Race to the bottom: Scotti and Hardy (with Tierra not able to keep up with how bad these 2 are).
What's the privacy interest? The Supreme Court said it assumed without deciding there was a legally protectable privacy interest.
Yeah if anything the opinion seemed skeptical that there was a privacy interest, noting the redactions.
Even if there weren't redactions, what's the privacy interest? Dead people generally don't have privacy interests, do they?
Eh, not an issue I have dealt with, but I imagine estates could. Estates can have all kinds of interests (like, e.g., IP interests) that dead people don't have as a practical matter.
3:07 — RIGHT OF PUBLICITY: Most legislatures have adopted a term of years after the death of the celebrity, ranging from 20 years (in Virginia) to 100 years (Indiana and Oklahoma). One state, Tennessee, allows the right to last indefinitely, as long as it is being exploited (see Elvis Presley).
Right of publicity (right to commercially exploit a person's name and likeness) is very different than rights of privacy for decedents.

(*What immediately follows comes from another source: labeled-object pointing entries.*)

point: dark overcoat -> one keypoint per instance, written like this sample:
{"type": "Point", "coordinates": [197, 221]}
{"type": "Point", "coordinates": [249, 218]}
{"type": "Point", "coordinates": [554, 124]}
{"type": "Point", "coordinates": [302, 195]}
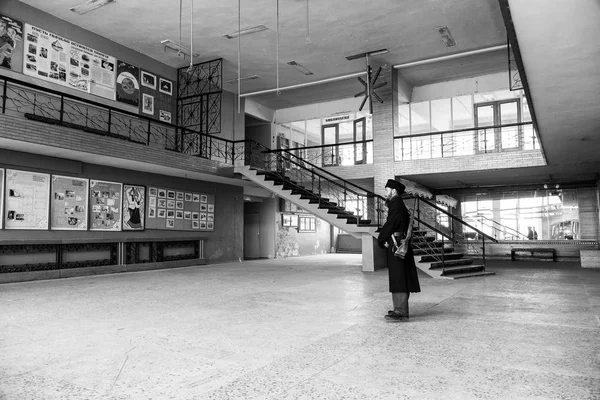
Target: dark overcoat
{"type": "Point", "coordinates": [402, 272]}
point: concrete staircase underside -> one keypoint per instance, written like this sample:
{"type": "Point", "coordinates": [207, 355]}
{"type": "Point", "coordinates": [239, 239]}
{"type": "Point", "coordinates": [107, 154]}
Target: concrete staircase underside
{"type": "Point", "coordinates": [426, 257]}
{"type": "Point", "coordinates": [325, 210]}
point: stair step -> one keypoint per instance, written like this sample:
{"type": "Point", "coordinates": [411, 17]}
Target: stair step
{"type": "Point", "coordinates": [428, 250]}
{"type": "Point", "coordinates": [451, 263]}
{"type": "Point", "coordinates": [461, 269]}
{"type": "Point", "coordinates": [428, 239]}
{"type": "Point", "coordinates": [434, 258]}
{"type": "Point", "coordinates": [470, 274]}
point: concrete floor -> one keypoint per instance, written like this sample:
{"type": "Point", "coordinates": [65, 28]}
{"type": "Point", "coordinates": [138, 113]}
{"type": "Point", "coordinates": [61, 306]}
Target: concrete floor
{"type": "Point", "coordinates": [302, 328]}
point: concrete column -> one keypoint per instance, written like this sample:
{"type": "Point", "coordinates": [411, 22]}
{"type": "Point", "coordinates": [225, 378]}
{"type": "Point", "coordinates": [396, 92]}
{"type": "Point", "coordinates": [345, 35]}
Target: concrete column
{"type": "Point", "coordinates": [374, 257]}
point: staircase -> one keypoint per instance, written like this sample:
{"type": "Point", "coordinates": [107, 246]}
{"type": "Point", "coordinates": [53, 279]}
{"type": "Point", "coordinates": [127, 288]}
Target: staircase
{"type": "Point", "coordinates": [441, 259]}
{"type": "Point", "coordinates": [440, 249]}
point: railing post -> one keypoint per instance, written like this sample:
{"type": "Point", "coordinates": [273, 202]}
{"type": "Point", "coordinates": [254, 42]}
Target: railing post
{"type": "Point", "coordinates": [148, 134]}
{"type": "Point", "coordinates": [62, 108]}
{"type": "Point", "coordinates": [483, 248]}
{"type": "Point", "coordinates": [4, 96]}
{"type": "Point", "coordinates": [109, 120]}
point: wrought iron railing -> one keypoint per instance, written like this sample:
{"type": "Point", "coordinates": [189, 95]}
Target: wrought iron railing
{"type": "Point", "coordinates": [464, 142]}
{"type": "Point", "coordinates": [498, 231]}
{"type": "Point", "coordinates": [338, 154]}
{"type": "Point", "coordinates": [43, 104]}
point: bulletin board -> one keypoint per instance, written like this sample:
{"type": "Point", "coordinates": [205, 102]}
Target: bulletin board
{"type": "Point", "coordinates": [26, 200]}
{"type": "Point", "coordinates": [134, 206]}
{"type": "Point", "coordinates": [69, 203]}
{"type": "Point", "coordinates": [181, 210]}
{"type": "Point", "coordinates": [105, 206]}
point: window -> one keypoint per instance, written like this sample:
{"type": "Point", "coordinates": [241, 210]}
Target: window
{"type": "Point", "coordinates": [307, 223]}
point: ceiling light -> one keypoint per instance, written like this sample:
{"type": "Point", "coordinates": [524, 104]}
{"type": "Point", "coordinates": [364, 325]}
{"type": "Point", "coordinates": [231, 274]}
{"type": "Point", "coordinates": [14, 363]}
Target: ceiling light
{"type": "Point", "coordinates": [244, 78]}
{"type": "Point", "coordinates": [369, 53]}
{"type": "Point", "coordinates": [300, 68]}
{"type": "Point", "coordinates": [90, 5]}
{"type": "Point", "coordinates": [447, 38]}
{"type": "Point", "coordinates": [246, 31]}
{"type": "Point", "coordinates": [181, 50]}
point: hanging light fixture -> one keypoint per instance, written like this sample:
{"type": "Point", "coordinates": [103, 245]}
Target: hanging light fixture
{"type": "Point", "coordinates": [191, 67]}
{"type": "Point", "coordinates": [278, 91]}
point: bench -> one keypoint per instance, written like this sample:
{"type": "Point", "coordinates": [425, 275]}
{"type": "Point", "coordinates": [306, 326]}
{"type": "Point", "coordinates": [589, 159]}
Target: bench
{"type": "Point", "coordinates": [532, 250]}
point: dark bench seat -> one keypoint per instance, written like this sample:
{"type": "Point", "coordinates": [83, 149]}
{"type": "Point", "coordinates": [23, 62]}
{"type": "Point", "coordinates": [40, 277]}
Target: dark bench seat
{"type": "Point", "coordinates": [532, 250]}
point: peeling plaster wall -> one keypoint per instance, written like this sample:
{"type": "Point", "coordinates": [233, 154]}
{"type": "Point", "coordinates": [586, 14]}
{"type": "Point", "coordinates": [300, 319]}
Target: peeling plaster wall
{"type": "Point", "coordinates": [291, 243]}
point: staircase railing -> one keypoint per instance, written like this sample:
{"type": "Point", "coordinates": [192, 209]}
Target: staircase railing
{"type": "Point", "coordinates": [500, 231]}
{"type": "Point", "coordinates": [450, 230]}
{"type": "Point", "coordinates": [368, 207]}
{"type": "Point", "coordinates": [365, 204]}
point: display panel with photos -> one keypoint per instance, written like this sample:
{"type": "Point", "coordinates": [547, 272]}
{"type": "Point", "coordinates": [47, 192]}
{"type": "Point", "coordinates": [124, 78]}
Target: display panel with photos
{"type": "Point", "coordinates": [27, 200]}
{"type": "Point", "coordinates": [179, 210]}
{"type": "Point", "coordinates": [60, 60]}
{"type": "Point", "coordinates": [105, 206]}
{"type": "Point", "coordinates": [134, 206]}
{"type": "Point", "coordinates": [69, 203]}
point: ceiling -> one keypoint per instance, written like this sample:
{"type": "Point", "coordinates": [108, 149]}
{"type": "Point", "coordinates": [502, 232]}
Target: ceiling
{"type": "Point", "coordinates": [557, 42]}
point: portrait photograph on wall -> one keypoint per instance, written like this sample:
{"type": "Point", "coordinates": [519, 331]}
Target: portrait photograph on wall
{"type": "Point", "coordinates": [105, 206]}
{"type": "Point", "coordinates": [69, 203]}
{"type": "Point", "coordinates": [148, 80]}
{"type": "Point", "coordinates": [128, 86]}
{"type": "Point", "coordinates": [147, 104]}
{"type": "Point", "coordinates": [11, 43]}
{"type": "Point", "coordinates": [134, 206]}
{"type": "Point", "coordinates": [27, 200]}
{"type": "Point", "coordinates": [165, 87]}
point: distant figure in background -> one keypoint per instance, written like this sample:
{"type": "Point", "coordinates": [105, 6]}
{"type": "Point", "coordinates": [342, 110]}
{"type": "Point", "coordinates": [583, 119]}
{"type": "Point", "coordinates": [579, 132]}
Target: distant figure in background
{"type": "Point", "coordinates": [529, 233]}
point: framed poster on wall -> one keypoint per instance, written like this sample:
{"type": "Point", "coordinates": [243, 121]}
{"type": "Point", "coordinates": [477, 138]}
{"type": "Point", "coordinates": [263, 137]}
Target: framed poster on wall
{"type": "Point", "coordinates": [134, 207]}
{"type": "Point", "coordinates": [27, 200]}
{"type": "Point", "coordinates": [105, 205]}
{"type": "Point", "coordinates": [69, 203]}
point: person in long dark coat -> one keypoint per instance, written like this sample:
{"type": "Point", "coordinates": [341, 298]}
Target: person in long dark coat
{"type": "Point", "coordinates": [402, 273]}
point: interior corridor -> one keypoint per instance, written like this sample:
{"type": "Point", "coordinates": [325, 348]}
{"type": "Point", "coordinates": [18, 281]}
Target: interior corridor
{"type": "Point", "coordinates": [302, 328]}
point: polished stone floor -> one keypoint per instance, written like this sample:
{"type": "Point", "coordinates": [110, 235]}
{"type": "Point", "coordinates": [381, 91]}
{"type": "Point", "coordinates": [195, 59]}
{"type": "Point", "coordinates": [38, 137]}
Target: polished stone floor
{"type": "Point", "coordinates": [302, 328]}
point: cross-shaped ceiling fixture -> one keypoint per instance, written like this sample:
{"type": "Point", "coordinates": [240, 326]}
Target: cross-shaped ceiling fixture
{"type": "Point", "coordinates": [371, 83]}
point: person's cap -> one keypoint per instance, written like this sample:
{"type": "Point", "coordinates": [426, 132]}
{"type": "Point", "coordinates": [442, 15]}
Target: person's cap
{"type": "Point", "coordinates": [395, 185]}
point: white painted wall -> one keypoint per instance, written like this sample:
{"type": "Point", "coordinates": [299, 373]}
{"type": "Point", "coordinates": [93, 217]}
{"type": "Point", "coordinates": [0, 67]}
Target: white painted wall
{"type": "Point", "coordinates": [318, 110]}
{"type": "Point", "coordinates": [444, 90]}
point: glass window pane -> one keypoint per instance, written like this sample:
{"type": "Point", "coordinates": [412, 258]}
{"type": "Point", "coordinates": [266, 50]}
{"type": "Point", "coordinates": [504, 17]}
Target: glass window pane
{"type": "Point", "coordinates": [298, 134]}
{"type": "Point", "coordinates": [462, 112]}
{"type": "Point", "coordinates": [441, 115]}
{"type": "Point", "coordinates": [346, 132]}
{"type": "Point", "coordinates": [403, 120]}
{"type": "Point", "coordinates": [420, 121]}
{"type": "Point", "coordinates": [509, 115]}
{"type": "Point", "coordinates": [313, 132]}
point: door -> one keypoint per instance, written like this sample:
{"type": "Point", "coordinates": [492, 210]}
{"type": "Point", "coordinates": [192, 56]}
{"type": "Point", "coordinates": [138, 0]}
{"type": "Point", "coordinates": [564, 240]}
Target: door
{"type": "Point", "coordinates": [486, 138]}
{"type": "Point", "coordinates": [360, 134]}
{"type": "Point", "coordinates": [251, 236]}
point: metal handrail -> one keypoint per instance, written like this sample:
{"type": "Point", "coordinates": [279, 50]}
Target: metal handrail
{"type": "Point", "coordinates": [475, 128]}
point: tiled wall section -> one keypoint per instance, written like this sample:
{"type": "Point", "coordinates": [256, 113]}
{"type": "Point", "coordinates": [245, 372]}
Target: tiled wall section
{"type": "Point", "coordinates": [520, 159]}
{"type": "Point", "coordinates": [590, 259]}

I think the argument was an autopsy contains personal medical information that children of the deceased have an interest in keeping confidential.
Children of the deceased have no privacy interest in someone else's autopsy. It is not their medical information being published.
Interesting forthcoming opinion:
•69410/69896 – Dezzani v. Kern & Assocs., Ltd.
First time that I have seen the NSC vacate an CoA Opinion and agree to issue a de novo Opinion.
All the usual characters were in court at today's Fontainebleau hearing in front of Judge Allf.
such as?
Voldemort?
Lol @ the Stubbs order on Facebook
Last day to pay bar dues without a late fee, and the NV Bar site crashes just after everyone at the SBN office has left for the day.